Di sicuro la “rivoluzione” iniziata da Fitto sulla politica di coesione e sul Pnrr rimane un tema divisivo. Il presidente regionale dell’Anci e sindaco di Caserta, Carlo Marino, ad esempio, spiega che vengono ancora negate a 280 Comuni campani le risorse per chiudere la vecchia programmazione dei fondi di coesione. E sulla Zes unica «che senso ha – si chiede – fare prima la Zona unica speciale e poi, quando sarà, il Piano strategico che dovrà regolamentarla?». Dubbi sulla spesa dei fondi nel Mezzogiorno dopo la rimodulazione del Pnrr arrivano anche da Federica Brancaccio, presidente dell’Associazione nazionale dei costruttori: «L’impressione è che il definanziamento colpirà soprattutto il Sud», dice preoccupata.

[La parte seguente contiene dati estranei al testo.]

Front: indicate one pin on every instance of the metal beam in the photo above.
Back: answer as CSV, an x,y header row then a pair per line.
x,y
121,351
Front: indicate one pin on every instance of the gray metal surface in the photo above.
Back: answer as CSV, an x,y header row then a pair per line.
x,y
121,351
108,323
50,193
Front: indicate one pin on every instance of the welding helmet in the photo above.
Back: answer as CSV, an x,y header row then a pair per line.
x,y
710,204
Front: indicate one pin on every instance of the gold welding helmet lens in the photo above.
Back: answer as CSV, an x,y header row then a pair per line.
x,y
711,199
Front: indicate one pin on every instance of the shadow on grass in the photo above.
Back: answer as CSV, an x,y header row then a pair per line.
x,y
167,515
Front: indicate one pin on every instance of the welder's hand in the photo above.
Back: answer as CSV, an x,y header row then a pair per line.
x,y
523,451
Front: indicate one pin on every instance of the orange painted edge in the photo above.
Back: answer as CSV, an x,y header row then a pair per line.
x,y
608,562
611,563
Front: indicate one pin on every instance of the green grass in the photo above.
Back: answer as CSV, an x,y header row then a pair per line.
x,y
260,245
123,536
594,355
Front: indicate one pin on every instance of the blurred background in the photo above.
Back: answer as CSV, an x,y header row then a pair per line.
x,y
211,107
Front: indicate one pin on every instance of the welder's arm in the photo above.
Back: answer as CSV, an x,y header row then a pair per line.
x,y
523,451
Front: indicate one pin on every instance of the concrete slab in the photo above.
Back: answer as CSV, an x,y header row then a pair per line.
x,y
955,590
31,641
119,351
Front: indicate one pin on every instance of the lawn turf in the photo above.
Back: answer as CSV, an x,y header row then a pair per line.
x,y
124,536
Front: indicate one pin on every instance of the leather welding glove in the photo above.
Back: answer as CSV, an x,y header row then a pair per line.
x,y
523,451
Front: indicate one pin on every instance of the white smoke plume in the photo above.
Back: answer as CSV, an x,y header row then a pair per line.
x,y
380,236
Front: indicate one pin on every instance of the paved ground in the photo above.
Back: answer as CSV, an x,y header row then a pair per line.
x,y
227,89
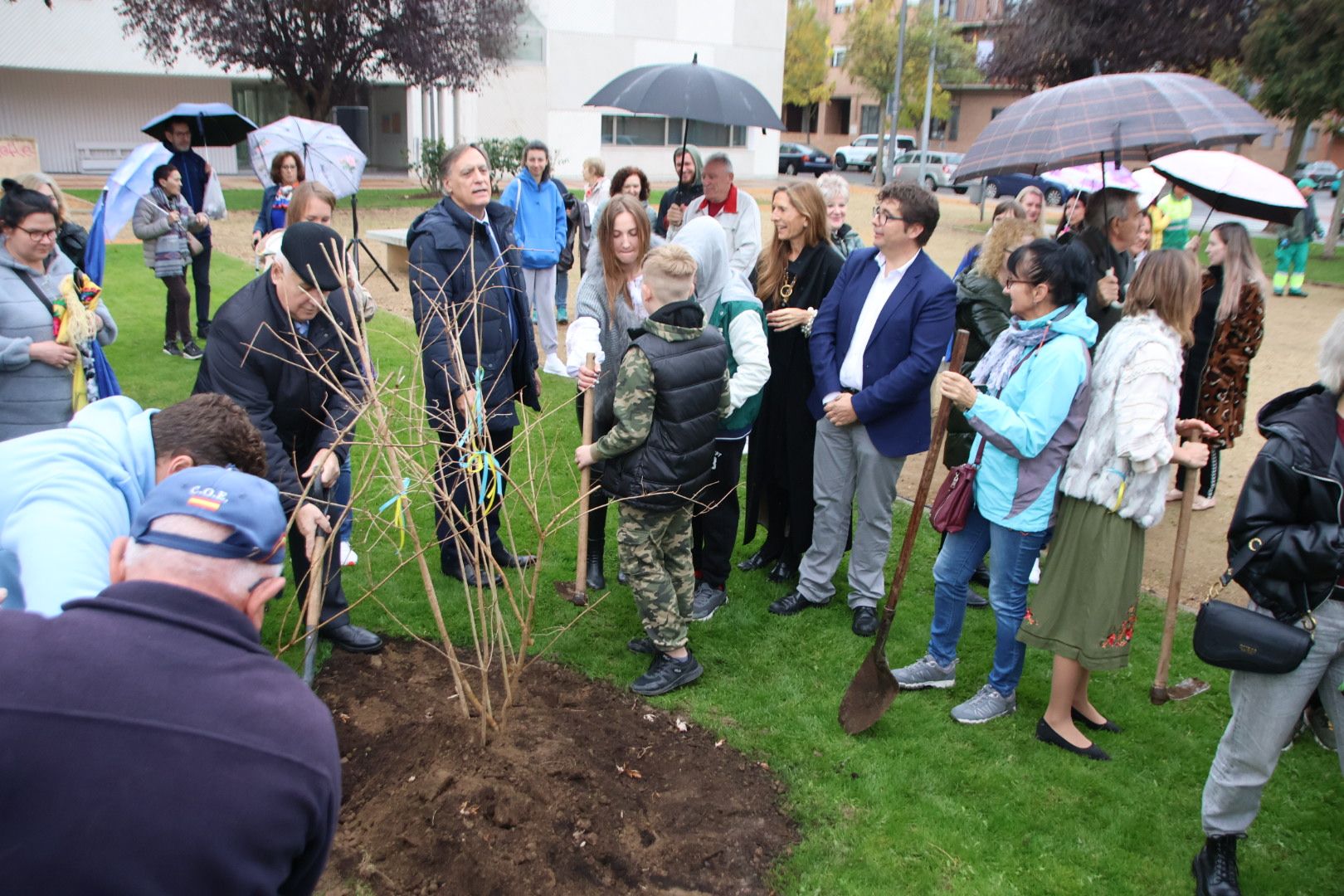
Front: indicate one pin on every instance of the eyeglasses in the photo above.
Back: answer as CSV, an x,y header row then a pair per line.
x,y
882,215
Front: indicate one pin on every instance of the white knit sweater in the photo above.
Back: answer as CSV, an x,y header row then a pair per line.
x,y
1132,423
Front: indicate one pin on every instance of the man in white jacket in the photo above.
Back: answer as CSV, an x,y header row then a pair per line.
x,y
735,212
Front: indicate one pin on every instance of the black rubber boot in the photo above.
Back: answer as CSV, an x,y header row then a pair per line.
x,y
1215,867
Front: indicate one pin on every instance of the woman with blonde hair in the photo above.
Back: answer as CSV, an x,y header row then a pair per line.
x,y
1227,334
1112,494
609,304
795,273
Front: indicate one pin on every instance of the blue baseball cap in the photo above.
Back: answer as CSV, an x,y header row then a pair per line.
x,y
246,504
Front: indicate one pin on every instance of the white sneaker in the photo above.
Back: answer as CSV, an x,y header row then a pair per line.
x,y
554,366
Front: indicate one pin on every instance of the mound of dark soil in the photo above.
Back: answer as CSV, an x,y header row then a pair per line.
x,y
587,789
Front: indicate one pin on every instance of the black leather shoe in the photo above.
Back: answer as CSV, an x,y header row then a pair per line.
x,y
1215,867
466,572
353,638
516,561
594,578
791,603
1107,724
1049,735
864,622
757,561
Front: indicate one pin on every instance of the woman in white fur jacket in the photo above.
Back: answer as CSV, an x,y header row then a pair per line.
x,y
1112,492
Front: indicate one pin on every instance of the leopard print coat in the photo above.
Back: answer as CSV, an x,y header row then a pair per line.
x,y
1222,391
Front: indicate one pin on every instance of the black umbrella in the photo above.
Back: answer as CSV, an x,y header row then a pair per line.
x,y
1137,116
687,91
212,124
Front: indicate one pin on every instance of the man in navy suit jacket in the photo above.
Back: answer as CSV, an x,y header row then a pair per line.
x,y
875,345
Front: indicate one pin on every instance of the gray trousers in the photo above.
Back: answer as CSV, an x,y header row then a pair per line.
x,y
845,464
539,284
1265,709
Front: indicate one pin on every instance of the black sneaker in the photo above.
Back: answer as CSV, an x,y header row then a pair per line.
x,y
667,674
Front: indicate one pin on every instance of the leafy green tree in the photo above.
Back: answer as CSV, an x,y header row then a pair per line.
x,y
806,50
1296,51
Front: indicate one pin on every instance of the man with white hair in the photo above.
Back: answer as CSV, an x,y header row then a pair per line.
x,y
735,212
149,743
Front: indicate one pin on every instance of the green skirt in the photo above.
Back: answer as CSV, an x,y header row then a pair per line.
x,y
1089,587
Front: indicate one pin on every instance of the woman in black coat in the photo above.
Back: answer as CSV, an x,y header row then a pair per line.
x,y
793,275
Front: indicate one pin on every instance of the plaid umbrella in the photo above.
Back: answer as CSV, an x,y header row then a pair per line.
x,y
1138,116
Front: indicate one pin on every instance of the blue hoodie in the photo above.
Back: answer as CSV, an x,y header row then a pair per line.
x,y
539,223
65,497
1034,422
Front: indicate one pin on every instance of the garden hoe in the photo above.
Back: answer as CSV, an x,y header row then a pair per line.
x,y
1190,687
316,590
577,592
874,688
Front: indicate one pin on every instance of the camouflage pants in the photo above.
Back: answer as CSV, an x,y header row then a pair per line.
x,y
655,548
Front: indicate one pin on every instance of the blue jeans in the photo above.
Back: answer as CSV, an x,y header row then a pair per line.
x,y
1011,557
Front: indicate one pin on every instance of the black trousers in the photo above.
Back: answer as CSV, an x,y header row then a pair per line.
x,y
201,278
714,529
453,533
178,317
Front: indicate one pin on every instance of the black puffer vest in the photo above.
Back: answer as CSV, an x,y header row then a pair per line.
x,y
676,460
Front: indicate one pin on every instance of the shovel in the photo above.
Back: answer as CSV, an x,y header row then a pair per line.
x,y
874,688
1187,688
316,589
577,592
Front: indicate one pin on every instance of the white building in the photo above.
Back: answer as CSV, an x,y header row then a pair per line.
x,y
71,80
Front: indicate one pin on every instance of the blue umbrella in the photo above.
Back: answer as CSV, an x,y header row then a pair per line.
x,y
212,124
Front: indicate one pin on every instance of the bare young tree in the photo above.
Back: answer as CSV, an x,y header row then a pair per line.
x,y
325,50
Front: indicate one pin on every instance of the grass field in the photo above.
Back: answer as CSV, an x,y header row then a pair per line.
x,y
917,805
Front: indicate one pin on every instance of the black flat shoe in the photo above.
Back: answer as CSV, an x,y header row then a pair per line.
x,y
757,561
1096,726
353,638
594,578
791,603
864,622
1049,735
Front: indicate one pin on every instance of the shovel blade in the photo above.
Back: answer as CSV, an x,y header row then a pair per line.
x,y
869,694
572,592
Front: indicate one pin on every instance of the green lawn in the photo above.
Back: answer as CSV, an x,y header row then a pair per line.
x,y
917,805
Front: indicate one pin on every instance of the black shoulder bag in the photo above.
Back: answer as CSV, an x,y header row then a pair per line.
x,y
1239,638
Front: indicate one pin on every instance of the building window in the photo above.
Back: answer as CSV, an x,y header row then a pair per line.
x,y
869,119
531,39
655,130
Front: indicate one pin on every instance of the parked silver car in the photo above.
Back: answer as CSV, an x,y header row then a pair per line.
x,y
940,169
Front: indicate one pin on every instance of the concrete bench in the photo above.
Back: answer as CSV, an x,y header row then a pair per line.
x,y
394,241
101,158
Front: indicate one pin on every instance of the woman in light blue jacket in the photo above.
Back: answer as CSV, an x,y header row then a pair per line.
x,y
541,231
1027,401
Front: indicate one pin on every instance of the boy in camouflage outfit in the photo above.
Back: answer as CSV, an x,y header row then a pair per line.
x,y
671,391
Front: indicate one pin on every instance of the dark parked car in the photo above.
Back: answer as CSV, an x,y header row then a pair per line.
x,y
801,158
999,186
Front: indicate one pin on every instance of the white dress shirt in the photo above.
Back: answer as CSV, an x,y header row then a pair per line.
x,y
886,282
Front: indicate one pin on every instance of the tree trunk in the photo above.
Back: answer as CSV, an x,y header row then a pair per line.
x,y
1294,147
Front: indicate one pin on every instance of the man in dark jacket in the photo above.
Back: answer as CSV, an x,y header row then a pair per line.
x,y
195,173
275,353
149,743
1103,246
477,349
687,163
1287,544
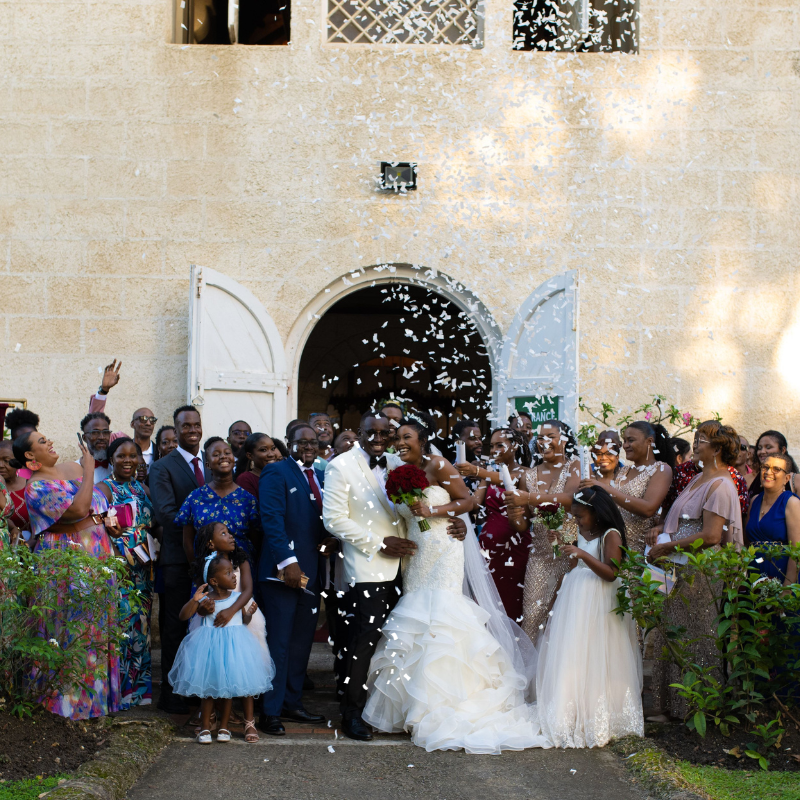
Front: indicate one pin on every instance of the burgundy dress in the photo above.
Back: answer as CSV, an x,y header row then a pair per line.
x,y
508,552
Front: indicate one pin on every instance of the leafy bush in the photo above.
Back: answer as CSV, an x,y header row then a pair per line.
x,y
757,636
657,411
50,605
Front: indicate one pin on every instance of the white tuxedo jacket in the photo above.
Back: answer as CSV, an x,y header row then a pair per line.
x,y
357,511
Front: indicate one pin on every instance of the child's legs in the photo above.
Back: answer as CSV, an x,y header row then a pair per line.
x,y
206,707
225,712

E sul divario, sottolinea che «se non miglioriamo l’infrastrutturazione del Mezzogiorno sarà impossibile accrescerne la competitività rispetto ai grandi sistemi portuali del Nord». Anche per questo, ricorda il presidente di Intesa Sanpaolo Gian Maria Gros-Piero, puntare sul Mezzogiorno è decisivo per l’intero sistema Paese: «Il Mezzogiorno non è affatto il deserto industriale che talvolta viene falsamente dipinto. Se fosse uno Stato, sarebbe al 7° posto tra i Paesi manifatturieri d’Europa per numero di imprese, con una marcata concentrazione in settori chiave come l’aerospazio, l’automotive, l’agroalimentare, l’abbigliamento-moda e il farmaceutico. Il suo tessuto produttivo si sta irrobustendo: a fine 2023, le società di capitale attive nel Mezzogiorno erano oltre 408mila, il 30% del totale italiano». Numeri che giustificano il sostegno sempre più solido della maggiore banca italiana alla crescita di quest’area.